Harry lebte. Aber wohin war er verschwunden? Sofort wurde sein Blick wieder ernst.

"Aber verloren haben wir einander trozdem. Was, wenn er sich irgendwo versteckt und darauf wartet, dass wir ihn finden?"

"Blödsinn. Er weiß, dass wir seine Fährte lange nicht so gut riechen können, wie er die unsere. Er wird es sein, der uns findet, da bin ich mir sicher", sagte Zayn und sah sich auf dem Dorfplatz um. "Sollen wir hier bleiben, oder weitergehen?"

"Wohin sollen wir denn gehen?", fragte Louis ein wenig jammernd und fuhr sich mit den Händen durch die Haare. Zayn blickte ihn finster an. Offenbar ging ihm Louis Gejammer nun ziemlich auf die Nerven und er sagte: "Ich hab keine Ahnung, wohin wir sollen. Aber sicher ist, dass wir nicht nach Edinburgh zurückkommen können, solange dort alle wachsam sind. Wir müssen einen Ort finden, wo wir in Ruhe ein neues Zuhause aufbauen können. Und das schaffen wir nicht, wenn wir hier auf diesem Brunnen sitzen bleiben.
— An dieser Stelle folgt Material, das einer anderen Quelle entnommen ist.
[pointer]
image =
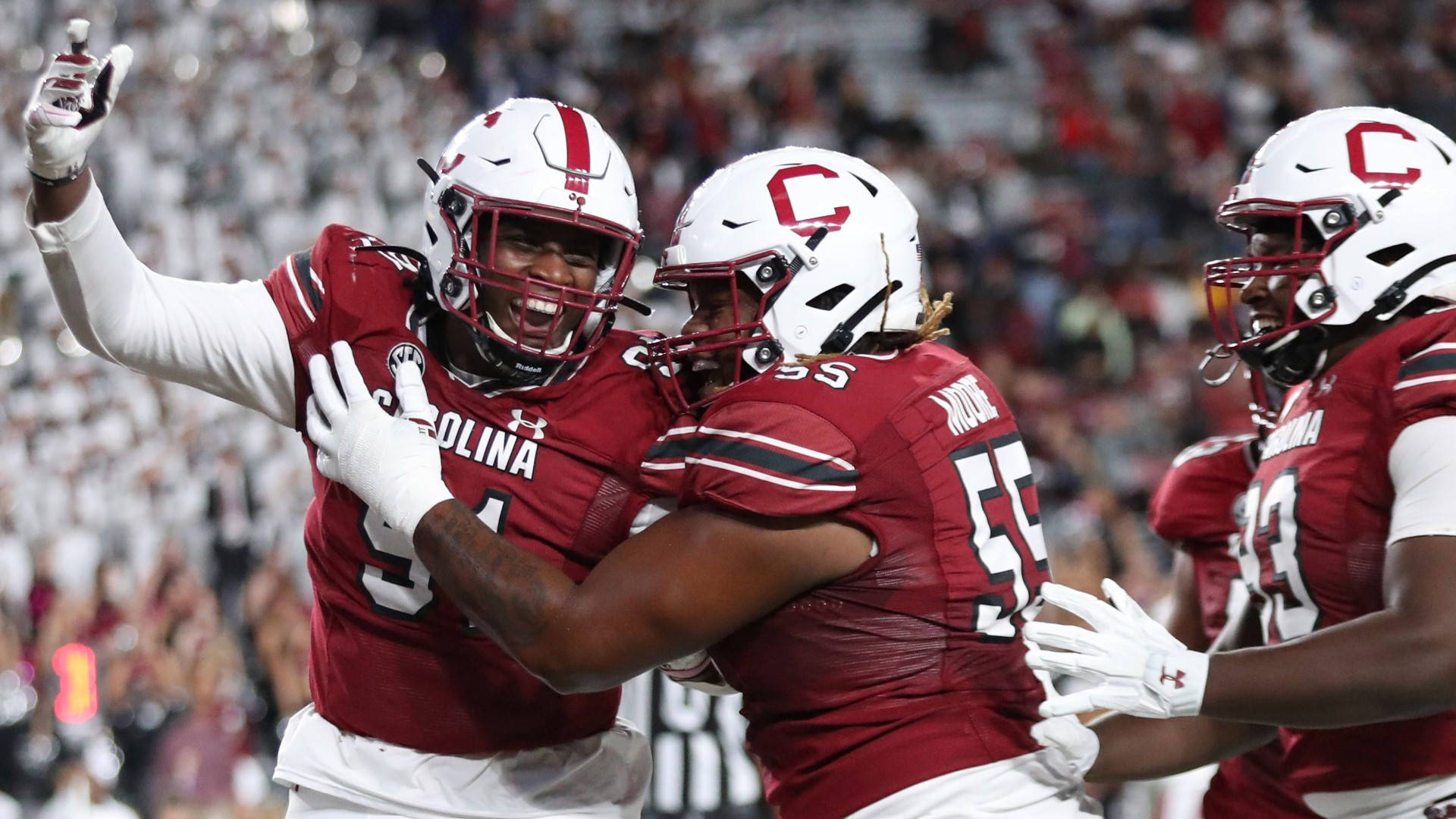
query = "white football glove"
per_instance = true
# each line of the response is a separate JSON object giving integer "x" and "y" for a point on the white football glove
{"x": 71, "y": 105}
{"x": 1071, "y": 748}
{"x": 392, "y": 464}
{"x": 698, "y": 672}
{"x": 1133, "y": 664}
Also los, lasst uns weitergehen." Liam steckte die Zeitung in seinen Rucksack ein und alle drei erhoben sich wieder.

Ihr Weg führte sie an der Küste entlang, die sich immer mehr verjüngte und schließlich zu einem Ausläufer eines Flusses wurde, der ins Meer strömte. Die Dörfer hier waren alle ruhig und früher sicherlich einmal gut besucht gewesen. Doch im Krieg hatten hier viele Plünderungen stattgefunden, da die Lagerhäuser an der Küste immer recht gut gefüllt gewesen waren. Wie es aussah, war das ein oder andere Gebäude auch in Brand gesteckt worden, denn zwischen den Häusern gab es auch einige, von denen nur noch die Grundmauern zu sehen waren. Der Wind blies ihnen hart entgegen und trug salzige Gischt des Meeres mit sich.
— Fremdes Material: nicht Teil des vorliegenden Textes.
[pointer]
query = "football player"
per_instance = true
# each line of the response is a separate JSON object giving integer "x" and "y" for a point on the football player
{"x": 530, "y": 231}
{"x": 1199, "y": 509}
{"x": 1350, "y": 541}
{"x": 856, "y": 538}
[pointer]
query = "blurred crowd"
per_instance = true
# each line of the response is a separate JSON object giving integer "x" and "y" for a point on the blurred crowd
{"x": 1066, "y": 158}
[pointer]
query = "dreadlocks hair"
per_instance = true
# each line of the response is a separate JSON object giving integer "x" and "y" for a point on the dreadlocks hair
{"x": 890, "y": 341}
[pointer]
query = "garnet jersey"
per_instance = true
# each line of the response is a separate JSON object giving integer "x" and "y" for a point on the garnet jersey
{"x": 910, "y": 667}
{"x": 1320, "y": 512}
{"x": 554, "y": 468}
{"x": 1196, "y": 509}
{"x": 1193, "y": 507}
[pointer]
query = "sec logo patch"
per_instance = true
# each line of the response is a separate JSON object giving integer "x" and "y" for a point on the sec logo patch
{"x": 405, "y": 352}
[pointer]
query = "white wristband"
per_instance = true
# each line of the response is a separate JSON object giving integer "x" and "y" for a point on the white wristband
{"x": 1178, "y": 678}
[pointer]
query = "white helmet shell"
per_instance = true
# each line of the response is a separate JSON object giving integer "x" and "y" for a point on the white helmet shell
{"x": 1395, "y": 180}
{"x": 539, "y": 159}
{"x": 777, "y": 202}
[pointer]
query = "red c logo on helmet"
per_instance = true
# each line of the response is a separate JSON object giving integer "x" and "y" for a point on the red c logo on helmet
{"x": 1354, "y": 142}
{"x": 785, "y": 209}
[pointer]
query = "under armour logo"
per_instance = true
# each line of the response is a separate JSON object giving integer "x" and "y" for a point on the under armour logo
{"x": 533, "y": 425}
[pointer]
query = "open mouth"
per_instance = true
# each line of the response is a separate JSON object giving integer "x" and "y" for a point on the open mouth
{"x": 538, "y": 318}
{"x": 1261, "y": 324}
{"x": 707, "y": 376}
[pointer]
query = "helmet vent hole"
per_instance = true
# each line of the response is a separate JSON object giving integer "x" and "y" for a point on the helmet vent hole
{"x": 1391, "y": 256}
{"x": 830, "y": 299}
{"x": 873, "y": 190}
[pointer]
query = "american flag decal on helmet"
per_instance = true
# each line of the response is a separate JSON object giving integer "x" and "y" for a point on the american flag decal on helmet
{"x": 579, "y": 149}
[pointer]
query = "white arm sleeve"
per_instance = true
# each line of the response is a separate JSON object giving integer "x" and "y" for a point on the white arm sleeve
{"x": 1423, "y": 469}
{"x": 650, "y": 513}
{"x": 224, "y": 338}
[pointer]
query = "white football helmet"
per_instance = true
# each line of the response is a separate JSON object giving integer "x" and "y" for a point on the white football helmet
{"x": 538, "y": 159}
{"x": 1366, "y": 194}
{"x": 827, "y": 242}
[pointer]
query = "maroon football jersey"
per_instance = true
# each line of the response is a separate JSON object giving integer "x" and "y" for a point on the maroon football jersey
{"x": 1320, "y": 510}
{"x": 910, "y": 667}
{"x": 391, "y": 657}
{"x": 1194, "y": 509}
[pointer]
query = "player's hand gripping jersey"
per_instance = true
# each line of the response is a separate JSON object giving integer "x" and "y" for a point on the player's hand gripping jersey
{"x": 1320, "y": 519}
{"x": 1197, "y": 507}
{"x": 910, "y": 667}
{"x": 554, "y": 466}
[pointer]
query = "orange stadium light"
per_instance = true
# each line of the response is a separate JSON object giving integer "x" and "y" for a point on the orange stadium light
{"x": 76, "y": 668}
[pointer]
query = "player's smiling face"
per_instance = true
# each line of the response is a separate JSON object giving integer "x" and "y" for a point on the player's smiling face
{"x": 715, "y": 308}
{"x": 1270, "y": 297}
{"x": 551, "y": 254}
"Also hier will ich nicht bleiben. Da ist es mir zu ungemütlich", stellte Zayn fest, dem der Wind die dunklen Haare ins Gesicht drückte und ihn aussehen ließ wie einen Yorkshire Terrier. Louis beugte sich über die Hafenmauer und sah hinunter in das dunkle Wasser, dass dort gurgelnd und glucksend auf das Gestein traf. Eine besonders starke Welle klatschte dagegen und das Wasser spritzte bis zu ihnen hoch. Rasch traten sie von der Mauer zurück.

"Ich mag es hier auch nicht. Lass uns weitergehen", stimmte Liam Zayn zu und grinste ihn an. "Louis, du bist überstimmt."
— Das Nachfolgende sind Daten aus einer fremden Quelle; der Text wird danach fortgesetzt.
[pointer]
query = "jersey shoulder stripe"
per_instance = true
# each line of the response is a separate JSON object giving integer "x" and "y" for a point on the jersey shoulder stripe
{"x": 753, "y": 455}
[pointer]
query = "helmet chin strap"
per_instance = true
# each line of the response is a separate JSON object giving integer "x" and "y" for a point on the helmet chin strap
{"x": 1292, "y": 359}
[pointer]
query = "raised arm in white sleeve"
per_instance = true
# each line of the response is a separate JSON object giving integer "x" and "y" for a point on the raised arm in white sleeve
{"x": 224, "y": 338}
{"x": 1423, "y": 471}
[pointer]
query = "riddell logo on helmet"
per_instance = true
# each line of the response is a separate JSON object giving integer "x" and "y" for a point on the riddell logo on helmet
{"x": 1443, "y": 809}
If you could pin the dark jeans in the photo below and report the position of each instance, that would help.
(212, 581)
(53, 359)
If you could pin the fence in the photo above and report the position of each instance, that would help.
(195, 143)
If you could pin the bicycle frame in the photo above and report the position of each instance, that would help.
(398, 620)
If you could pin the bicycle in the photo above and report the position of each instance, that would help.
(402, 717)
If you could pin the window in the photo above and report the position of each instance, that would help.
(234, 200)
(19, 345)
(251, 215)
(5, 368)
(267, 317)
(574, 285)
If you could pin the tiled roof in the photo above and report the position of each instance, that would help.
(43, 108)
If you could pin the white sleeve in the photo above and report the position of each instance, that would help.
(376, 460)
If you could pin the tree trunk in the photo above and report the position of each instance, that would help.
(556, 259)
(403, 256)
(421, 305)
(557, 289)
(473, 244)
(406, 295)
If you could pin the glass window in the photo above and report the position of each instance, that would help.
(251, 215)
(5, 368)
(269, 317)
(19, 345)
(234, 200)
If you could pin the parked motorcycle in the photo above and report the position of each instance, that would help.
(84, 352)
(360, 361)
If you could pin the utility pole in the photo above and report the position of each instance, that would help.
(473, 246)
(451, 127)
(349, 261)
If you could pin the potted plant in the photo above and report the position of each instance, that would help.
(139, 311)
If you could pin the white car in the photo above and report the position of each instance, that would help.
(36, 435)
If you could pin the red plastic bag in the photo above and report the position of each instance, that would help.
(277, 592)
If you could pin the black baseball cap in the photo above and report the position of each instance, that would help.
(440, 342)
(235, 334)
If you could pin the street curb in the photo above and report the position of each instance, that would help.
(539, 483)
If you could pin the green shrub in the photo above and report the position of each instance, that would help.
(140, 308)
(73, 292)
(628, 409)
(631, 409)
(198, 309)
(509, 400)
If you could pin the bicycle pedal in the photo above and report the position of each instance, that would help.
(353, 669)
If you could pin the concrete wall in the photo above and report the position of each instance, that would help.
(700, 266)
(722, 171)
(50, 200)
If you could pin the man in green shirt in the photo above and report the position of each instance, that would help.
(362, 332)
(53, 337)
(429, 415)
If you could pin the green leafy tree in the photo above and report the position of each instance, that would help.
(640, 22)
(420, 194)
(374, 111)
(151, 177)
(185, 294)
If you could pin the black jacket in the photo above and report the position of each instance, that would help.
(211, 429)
"Ich hab doch gar keine Widerworte gegeben", meinte Louis amüsiert.

Ob Liam Zayn nur zugestimmt hatte, um ihn zu beeindrucken? Vielleicht bildete er es sich nur ein, aber Louis beschloss, seine beiden Freunde in der nächsten Zeit ein wenig genauer zu beobachten.

Das würde ihn auch ein wenig von seinen Sorgen um Harry ablenken.